La necesidad por retomar la normalidad se hace todavía más urgente al comprobar algunas estadísticas alentadoras. En primer lugar, la existencia de numerosas “zonas blancas” en diferentes geografías nacionales. En estas regiones el Coronavirus no ha dicho presente y, técnicamente, no existen motivos para porfiar con la cuarentena. En segundo término, el virus no parece ser demasiado letal y la curva de contagios se ha mantenido relativamente baja, con excepción de lamentables episodios en geriátricos. Finalmente, el fortalecimiento del sistema de salud en general, con mayor cantidad de respiradores y camas críticas que al comienzo de la crisis.
Desde el mostrador gubernamental se evalúan las decisiones a tomar. Por supuesto que nadie quiere ceder a una presión tan evidente y dar impresión de debilidad, pero también los funcionarios necesitan que la economía regrese a sus carriles habituales. La recaudación tributaria se ha desplomado en todas partes y crecen los reclamos para que se reduzcan los impuestos como una manera de paliar las penurias de la hora. Ningún ministro de hacienda quiere ceder en este punto dado que los gastos del Estado continuarán al alza, con o sin el virus. “Mejor reactivar que reducir” -se justifican. Sólo deben convencer al Comité de Operaciones de Emergencia (COE) u organización semejante de que ha llegado el momento de levantar el pie del freno.
Amén de que la necesidad tiene cara de hereje, tanto para los responsables de las finanzas públicas como para comerciantes tradicionalmente escrupulosos, la realidad contribuye a imaginar salidas alternativas. Hay cada vez más personas en la calle y locales abiertos, con las excusas más creativas. Todos parecen estar en la onda del delivery, desde la venta de ropa a la de electrodomésticos, aunque se trate de una realidad ficcional. Al principio, la policía podía vérselas con algunos cientos de inadaptados por día, pero no podrá hacerlo con decenas de miles la próxima semana. Las escenas que vienen de Europa, con gente en las calles festejando una especie de epifanía tras haber sufrido miles de muertes, alientan a que, por estas latitudes, también se considere que ha llegado el momento de volver a salir.

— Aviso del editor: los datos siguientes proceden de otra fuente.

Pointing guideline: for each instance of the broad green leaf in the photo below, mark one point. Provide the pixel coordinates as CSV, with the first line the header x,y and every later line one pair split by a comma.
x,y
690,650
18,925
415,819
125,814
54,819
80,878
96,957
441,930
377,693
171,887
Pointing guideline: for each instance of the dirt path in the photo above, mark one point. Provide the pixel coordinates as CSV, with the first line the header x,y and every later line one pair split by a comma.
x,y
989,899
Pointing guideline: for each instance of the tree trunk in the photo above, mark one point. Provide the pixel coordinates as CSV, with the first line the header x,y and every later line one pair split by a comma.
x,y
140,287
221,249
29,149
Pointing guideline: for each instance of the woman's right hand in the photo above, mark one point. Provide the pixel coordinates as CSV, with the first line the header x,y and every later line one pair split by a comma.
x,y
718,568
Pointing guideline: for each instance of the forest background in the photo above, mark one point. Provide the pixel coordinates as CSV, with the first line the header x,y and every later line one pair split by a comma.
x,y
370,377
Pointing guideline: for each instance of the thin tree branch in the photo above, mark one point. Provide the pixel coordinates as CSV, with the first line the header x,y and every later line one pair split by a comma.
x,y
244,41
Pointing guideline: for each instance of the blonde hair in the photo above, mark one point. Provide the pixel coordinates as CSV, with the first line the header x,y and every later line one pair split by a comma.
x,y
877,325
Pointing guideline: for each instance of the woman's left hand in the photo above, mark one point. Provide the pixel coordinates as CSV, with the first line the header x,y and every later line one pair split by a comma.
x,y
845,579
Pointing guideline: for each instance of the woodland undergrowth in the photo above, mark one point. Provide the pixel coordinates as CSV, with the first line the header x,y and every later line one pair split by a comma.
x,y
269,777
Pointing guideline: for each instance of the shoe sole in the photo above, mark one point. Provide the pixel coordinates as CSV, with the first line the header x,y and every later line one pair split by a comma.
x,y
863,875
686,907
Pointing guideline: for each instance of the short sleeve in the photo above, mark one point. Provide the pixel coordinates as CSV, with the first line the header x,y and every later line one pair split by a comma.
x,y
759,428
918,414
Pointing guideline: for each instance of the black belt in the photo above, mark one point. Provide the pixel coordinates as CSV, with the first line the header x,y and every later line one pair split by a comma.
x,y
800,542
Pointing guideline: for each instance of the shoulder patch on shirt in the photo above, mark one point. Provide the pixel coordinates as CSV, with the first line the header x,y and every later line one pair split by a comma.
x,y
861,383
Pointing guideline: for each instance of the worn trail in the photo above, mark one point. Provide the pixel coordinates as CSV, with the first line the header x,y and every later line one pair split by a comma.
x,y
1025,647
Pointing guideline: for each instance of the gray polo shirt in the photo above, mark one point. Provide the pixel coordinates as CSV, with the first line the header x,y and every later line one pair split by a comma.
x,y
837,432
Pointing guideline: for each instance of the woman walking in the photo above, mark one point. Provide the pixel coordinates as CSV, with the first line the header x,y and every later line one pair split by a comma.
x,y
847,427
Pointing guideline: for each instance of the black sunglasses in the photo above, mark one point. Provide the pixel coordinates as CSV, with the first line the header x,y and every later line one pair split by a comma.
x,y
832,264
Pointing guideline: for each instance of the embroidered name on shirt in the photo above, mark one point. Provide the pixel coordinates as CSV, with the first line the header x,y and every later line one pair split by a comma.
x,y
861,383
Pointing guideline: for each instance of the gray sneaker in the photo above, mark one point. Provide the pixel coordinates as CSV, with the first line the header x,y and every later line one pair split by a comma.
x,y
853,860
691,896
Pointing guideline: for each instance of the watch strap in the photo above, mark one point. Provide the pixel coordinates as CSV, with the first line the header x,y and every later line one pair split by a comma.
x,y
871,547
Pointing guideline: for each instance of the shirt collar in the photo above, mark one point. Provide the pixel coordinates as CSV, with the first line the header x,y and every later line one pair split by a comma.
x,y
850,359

¿Aceptará Schiaretti, en el caso cordobés, a flexibilizar casi todo? La provincia depende, quizá como ninguna otra, de que su sector privado funcione a pleno porque la cantidad de empleados públicos sobre el total de la población es el de menor proporción en todo el país. Esto significa más o menos recaudación, conforme el mayor o menor nivel de restricciones que se le imponga. Es un equilibrio delicado, pero que es necesario reformular a la luz de lo que está sucediendo.
En el futuro próximo, el encierro obligatorio deberá ser reemplazado por protocolos estrictos. Los comerciantes argumentan que, así como la sociedad fue capaz de aceptar pacíficamente la cuarentena ante un peligro inminente, ¿por qué no obraría del mismo modo con las medidas que se establecieran para retomar la cotidianidad, por más exigentes que fueran? Quién puede lo más puede lo menos, razona la lógica; nunca mejor para aplicarla que ahora.